昼休みに、榎本に借りた数学の教科書片手に隣の教室を覗いてみた。
榎本は教科書を借りた時と同様、後ろを振り返って幸村と話をしていた。
その手には、野菜ジュースの紙パック。

「榎本」
「んえ、ああ仁王君」

ちょうど野菜ジュースを飲もうとしていたらしい。
銜えていたストローから、小さな音が聞こえた。

「これ、サンキューな」
「どーいたしまして。あ、におー君ちょっちいい?」

借りていた数学の教科書を返すが、それだけで済まなかった。
にっこり笑った榎本に呼び止められた。

「なん」
「1つお願いがございましてぇー」

華奢な手が、俺の手首をパワーリストの上から掴む。
榎本の満面の笑みに嫌な予感を覚えて視線をずらせば、視界に入ってきたのは俺と榎本のやり取りを笑顔で見ている幸村の姿。
何か知っている顔だ。

「放課後、私の買い物に付き合ってください」
「ムリ」

後ろにハートマーク付きそうなくらいに良い笑顔で言われたけれど、きっぱり断る。
放課後とか無理に決まってる。
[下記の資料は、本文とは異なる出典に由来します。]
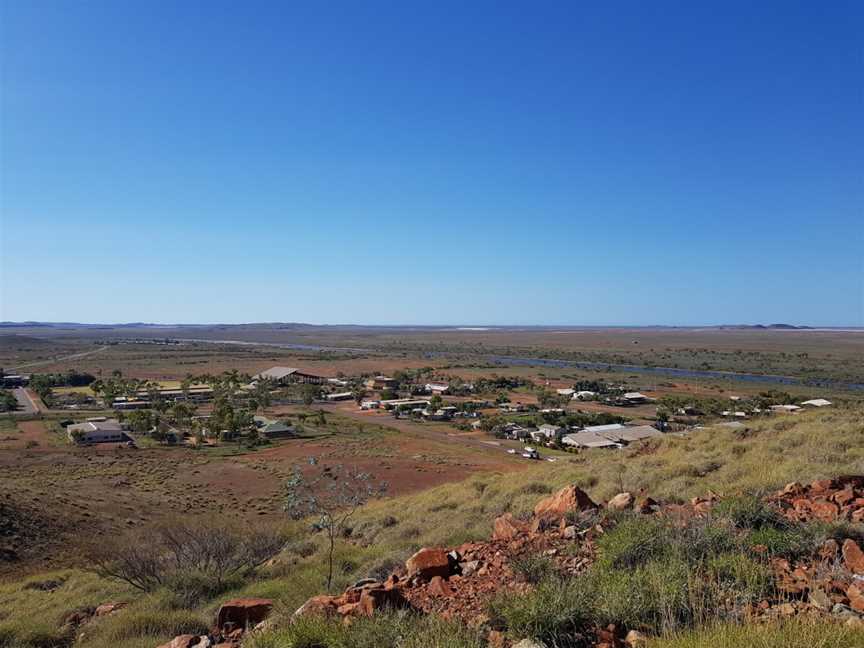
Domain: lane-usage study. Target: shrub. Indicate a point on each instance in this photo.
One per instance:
(633, 542)
(533, 569)
(748, 512)
(555, 611)
(792, 542)
(178, 549)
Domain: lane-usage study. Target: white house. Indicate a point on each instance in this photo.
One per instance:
(549, 431)
(787, 409)
(585, 439)
(106, 431)
(437, 388)
(817, 402)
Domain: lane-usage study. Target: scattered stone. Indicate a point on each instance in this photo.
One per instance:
(427, 563)
(243, 613)
(853, 557)
(568, 499)
(621, 502)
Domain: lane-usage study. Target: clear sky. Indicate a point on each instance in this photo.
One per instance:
(438, 162)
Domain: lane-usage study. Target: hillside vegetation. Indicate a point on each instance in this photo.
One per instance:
(764, 456)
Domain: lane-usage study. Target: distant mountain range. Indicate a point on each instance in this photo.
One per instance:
(302, 326)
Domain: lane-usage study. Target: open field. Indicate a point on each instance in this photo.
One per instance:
(767, 455)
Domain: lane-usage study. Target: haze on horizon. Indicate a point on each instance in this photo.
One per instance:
(643, 164)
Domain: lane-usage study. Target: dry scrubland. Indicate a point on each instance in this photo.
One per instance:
(835, 355)
(764, 456)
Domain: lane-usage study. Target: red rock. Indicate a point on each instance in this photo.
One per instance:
(821, 485)
(243, 612)
(793, 488)
(439, 587)
(108, 608)
(568, 499)
(621, 502)
(506, 527)
(856, 598)
(321, 604)
(183, 641)
(824, 510)
(853, 557)
(645, 505)
(427, 563)
(378, 598)
(828, 550)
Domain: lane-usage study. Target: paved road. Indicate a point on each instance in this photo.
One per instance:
(80, 354)
(25, 403)
(409, 427)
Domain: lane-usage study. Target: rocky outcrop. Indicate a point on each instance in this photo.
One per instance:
(428, 563)
(243, 613)
(570, 499)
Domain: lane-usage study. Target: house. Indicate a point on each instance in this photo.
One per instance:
(437, 388)
(635, 398)
(550, 431)
(402, 403)
(785, 409)
(105, 431)
(380, 382)
(339, 396)
(604, 429)
(635, 433)
(277, 429)
(585, 439)
(286, 375)
(817, 402)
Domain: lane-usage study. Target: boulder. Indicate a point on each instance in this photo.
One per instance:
(321, 604)
(427, 563)
(188, 641)
(243, 613)
(635, 639)
(856, 598)
(853, 557)
(440, 587)
(469, 567)
(529, 643)
(568, 499)
(621, 502)
(506, 527)
(107, 608)
(377, 598)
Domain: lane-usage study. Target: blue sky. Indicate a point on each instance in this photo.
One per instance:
(393, 162)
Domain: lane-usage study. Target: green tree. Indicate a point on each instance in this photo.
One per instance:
(333, 495)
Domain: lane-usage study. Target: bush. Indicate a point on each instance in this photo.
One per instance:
(190, 588)
(533, 569)
(748, 512)
(790, 543)
(633, 542)
(394, 630)
(788, 634)
(180, 549)
(555, 612)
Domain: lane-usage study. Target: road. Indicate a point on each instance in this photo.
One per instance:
(26, 405)
(435, 433)
(73, 356)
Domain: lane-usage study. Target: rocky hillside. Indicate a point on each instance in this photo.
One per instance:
(795, 553)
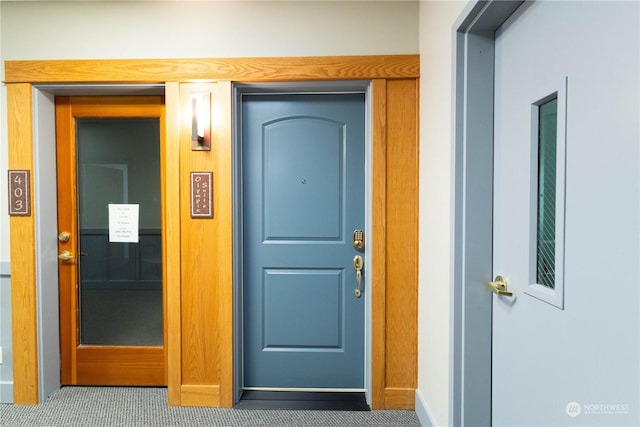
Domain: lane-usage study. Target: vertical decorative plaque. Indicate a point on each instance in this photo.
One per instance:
(19, 194)
(201, 194)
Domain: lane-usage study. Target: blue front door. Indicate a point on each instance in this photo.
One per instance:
(303, 197)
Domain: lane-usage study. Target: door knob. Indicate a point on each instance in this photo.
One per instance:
(358, 263)
(65, 256)
(499, 287)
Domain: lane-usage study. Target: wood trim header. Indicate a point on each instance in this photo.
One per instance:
(232, 69)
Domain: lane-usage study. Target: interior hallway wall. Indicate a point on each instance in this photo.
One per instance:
(436, 210)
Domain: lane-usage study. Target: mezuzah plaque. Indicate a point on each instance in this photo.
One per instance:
(19, 197)
(201, 194)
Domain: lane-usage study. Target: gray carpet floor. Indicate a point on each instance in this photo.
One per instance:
(137, 406)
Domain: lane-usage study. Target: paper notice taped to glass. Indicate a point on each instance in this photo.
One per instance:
(123, 223)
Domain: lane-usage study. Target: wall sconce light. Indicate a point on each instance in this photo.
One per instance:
(201, 121)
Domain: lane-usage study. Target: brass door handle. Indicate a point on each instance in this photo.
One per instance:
(358, 263)
(499, 287)
(65, 256)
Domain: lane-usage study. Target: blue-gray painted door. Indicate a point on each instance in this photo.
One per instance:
(303, 196)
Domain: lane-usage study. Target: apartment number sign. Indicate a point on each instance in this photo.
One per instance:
(201, 194)
(19, 197)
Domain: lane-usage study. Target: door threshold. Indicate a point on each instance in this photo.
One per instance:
(296, 400)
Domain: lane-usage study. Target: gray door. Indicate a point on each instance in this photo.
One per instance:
(566, 215)
(303, 197)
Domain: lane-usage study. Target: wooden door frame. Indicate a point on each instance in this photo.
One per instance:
(470, 372)
(394, 82)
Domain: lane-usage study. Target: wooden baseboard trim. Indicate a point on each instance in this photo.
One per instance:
(200, 395)
(399, 398)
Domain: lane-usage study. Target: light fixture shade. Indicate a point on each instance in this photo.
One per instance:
(201, 121)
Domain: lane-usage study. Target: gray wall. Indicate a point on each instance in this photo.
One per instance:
(6, 374)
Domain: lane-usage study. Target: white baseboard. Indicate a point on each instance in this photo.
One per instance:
(422, 411)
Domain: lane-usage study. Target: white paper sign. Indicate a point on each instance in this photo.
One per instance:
(123, 223)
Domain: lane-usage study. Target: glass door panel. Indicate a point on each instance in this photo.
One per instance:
(119, 223)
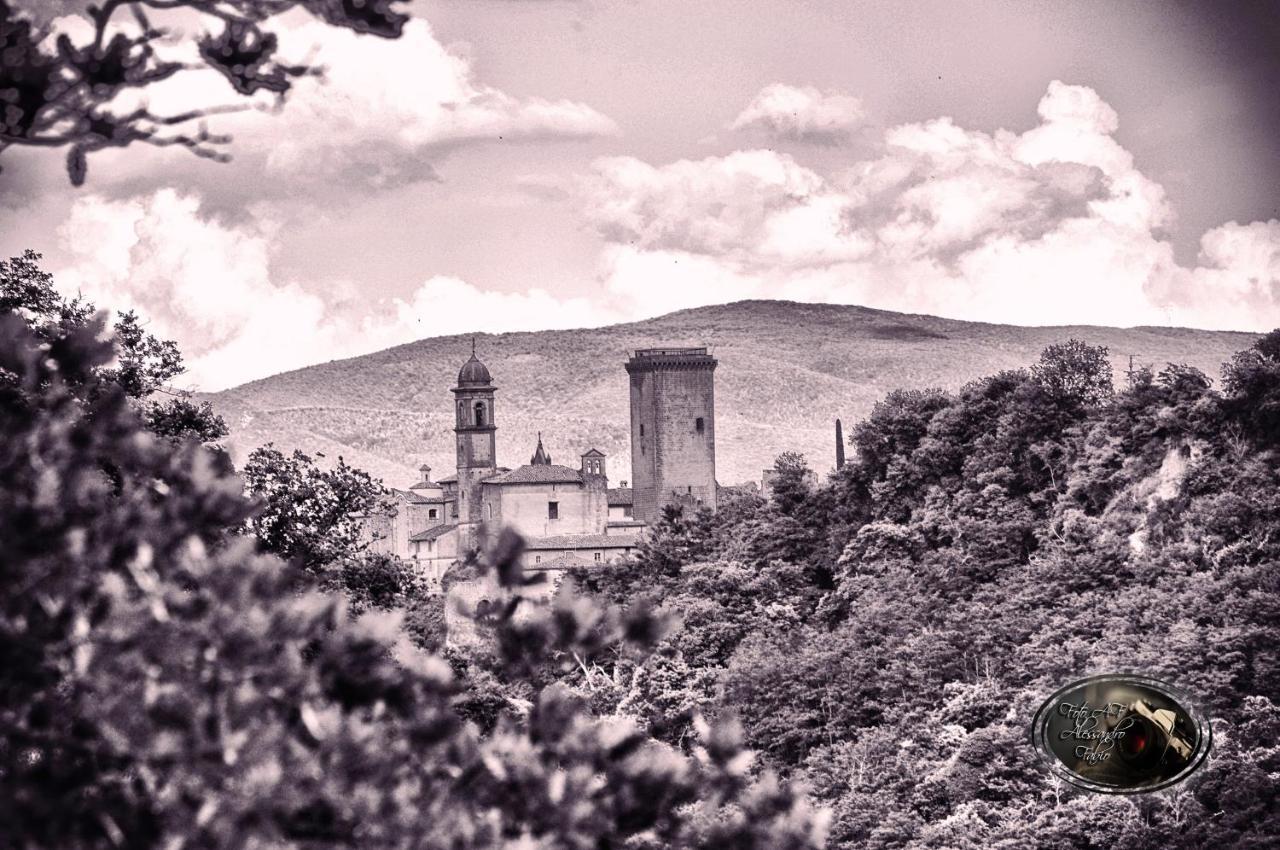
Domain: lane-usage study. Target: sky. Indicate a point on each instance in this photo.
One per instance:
(533, 164)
何てったって部活があるのだから。
幸村だってそれくらい知っているだろう。というよりも、知らないわけがない。

「仁王、行っていいよ」
「……幸村?」

今まで無言を貫いて、ただ笑顔だった幸村が口を開いた。
開いたかと思えば、俺の予想を裏切る言葉がその口から飛び出す。

「部活は今日はどうせミーティングの予定だったし。仁王が居なくたって問題はないよ」
「幸村あのな、」

いくらなんでもそれは酷くないだろうか。
というよりも、問題があるのはこっちのほうだ。
俺にだって予定っちゅーもんがある。

「なに?俺の言ってることが分からない?」
「……行かせていただきます」

行かなければ俺の命が危なそうだ。